Jetzt finde ich leider keine ordentliche Dokumentation dazu (insb. zum authdaemon). Es gibt dazu zwar tausende How-Tos, die jede einen anderen Weg geht, aber eine vernünftige Erklärung der verschiedenen Möglichkeiten und der ganzen Parameter finde ich nirgendwo.

Ich blicke da auch nicht mehr durch, in welchen von den vielen Dateien, die total über das gesamte System verstreut zu sein scheinen, ich bearbeiten muss.

Hat jemand einen Tipp für mich, wo ich eine gute Übersicht über das Thema finde?

Danke im Voraus.

Cornelius


----------



## Till (10. Aug. 2009)

Welchen Imap Server setzt Du ein?


----------



## cornelius (10. Aug. 2009)

courier-imapd


----------



## Till (11. Aug. 2009)

Konfiguriere sasl am besten wie hier in 6 beschrieben:

http://www.howtoforge.com/virtual-users-domains-postfix-courier-mysql-squirrelmail-ubuntu9.04-p2


----------



## cornelius (11. Aug. 2009)

Hallo Till!

Danke für deine Hilfe. Ich  hatte diese Möglichkeit auch mal ausprobiert. Wenn ich mich recht erinnere war da das Problem, dass meine Sonderzeichen im Passwort Probleme machten.

Meine eigentliche Frage ist ja auch, wo ich eine umfassende Dokumentation zu diesem Thema finde. Die habe ich nämlich immer noch nicht gefunden.

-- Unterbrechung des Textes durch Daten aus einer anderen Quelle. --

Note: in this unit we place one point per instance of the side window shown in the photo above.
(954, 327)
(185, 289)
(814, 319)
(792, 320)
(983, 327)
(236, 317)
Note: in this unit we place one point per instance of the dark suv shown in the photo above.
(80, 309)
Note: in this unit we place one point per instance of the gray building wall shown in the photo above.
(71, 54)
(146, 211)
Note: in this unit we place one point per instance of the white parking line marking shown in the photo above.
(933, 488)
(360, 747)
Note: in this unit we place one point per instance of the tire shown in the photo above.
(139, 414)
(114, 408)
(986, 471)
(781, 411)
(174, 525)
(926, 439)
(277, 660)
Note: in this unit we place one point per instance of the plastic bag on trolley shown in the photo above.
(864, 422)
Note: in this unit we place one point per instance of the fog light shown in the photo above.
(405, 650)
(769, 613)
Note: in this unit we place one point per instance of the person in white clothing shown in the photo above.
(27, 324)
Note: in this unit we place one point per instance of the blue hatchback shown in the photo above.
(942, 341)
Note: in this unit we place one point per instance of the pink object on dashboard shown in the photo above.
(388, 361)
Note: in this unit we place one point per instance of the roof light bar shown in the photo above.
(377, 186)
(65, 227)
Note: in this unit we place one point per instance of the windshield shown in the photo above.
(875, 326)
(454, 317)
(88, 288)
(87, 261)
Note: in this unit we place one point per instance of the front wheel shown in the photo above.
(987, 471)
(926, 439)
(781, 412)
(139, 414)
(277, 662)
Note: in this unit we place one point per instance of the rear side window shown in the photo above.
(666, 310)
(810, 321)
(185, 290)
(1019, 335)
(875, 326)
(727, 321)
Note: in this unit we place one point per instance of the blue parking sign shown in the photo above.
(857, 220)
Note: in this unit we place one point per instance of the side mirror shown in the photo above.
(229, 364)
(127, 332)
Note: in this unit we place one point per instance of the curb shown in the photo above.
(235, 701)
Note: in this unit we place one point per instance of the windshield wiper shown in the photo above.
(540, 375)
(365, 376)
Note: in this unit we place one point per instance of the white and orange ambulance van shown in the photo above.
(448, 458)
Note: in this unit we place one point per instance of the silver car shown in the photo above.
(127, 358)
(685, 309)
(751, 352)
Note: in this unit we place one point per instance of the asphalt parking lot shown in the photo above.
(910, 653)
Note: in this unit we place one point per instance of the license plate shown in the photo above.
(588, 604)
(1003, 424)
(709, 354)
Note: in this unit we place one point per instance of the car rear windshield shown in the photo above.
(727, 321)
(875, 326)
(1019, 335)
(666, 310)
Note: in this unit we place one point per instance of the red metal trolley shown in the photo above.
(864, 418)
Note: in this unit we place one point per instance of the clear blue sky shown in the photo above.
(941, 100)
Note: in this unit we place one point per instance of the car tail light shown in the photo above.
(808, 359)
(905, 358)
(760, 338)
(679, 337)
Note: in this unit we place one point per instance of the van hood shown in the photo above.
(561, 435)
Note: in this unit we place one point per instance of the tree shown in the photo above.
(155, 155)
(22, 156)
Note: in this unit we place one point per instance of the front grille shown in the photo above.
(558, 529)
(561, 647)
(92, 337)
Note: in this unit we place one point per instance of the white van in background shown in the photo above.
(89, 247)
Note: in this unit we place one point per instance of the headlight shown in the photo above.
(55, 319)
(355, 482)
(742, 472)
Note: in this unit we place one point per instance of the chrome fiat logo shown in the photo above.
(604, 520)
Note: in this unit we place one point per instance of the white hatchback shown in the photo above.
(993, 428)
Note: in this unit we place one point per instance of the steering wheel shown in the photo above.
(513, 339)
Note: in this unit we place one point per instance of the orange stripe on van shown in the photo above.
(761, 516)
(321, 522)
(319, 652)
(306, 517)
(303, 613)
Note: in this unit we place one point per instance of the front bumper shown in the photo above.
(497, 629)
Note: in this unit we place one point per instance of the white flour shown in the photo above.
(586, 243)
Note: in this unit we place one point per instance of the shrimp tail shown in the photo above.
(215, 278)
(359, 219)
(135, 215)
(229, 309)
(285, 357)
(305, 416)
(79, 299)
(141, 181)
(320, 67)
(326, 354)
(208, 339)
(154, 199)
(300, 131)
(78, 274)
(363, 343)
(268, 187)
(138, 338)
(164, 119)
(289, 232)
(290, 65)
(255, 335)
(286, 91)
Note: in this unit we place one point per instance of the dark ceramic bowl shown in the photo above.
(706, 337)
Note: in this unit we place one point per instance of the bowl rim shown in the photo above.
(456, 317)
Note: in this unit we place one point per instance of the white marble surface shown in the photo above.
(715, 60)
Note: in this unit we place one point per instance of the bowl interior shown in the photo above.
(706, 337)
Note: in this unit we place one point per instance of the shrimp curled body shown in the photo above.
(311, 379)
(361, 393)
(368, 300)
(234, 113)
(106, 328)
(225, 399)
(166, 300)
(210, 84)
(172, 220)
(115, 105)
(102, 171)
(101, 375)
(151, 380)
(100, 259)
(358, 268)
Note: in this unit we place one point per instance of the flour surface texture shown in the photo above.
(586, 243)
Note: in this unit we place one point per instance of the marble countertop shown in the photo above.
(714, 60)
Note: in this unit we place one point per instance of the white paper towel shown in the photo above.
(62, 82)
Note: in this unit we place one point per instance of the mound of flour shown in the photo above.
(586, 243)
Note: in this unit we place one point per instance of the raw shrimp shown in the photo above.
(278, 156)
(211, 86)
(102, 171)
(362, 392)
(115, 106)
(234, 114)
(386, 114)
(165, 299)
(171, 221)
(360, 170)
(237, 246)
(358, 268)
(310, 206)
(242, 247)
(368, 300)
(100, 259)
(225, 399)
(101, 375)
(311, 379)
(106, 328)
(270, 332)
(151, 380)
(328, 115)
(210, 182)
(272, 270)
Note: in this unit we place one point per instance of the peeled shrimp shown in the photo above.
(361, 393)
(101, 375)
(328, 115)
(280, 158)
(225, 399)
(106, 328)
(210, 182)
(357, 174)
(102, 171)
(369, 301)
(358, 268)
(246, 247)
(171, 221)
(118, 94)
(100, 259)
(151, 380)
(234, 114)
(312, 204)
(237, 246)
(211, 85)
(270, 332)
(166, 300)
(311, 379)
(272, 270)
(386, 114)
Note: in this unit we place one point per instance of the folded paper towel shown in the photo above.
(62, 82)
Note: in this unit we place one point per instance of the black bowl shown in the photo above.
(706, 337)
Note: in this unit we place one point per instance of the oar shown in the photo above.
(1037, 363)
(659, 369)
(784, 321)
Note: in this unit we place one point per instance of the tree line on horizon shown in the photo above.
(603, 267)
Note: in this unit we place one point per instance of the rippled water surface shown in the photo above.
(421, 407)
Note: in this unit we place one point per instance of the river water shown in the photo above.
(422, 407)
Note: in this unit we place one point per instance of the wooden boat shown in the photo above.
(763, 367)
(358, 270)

Das konkrete Problem konnte ich mehr oder weniger lösen. Zumindest kann ich im Moment wieder eMails versenden. Ich glaube das Problem lag daran, dass der Socket vom Authdaemond neu angelegt wurde uns somit der Hardlink, der auf den Socket "zeigte", veraltert war. Wegen der chroot-Umgebung, in der der smtpd läuft, kann ich leider keinen Softlink einsetzen. Ich werde das Problem beobachten.

Gruß
Cornelius


----------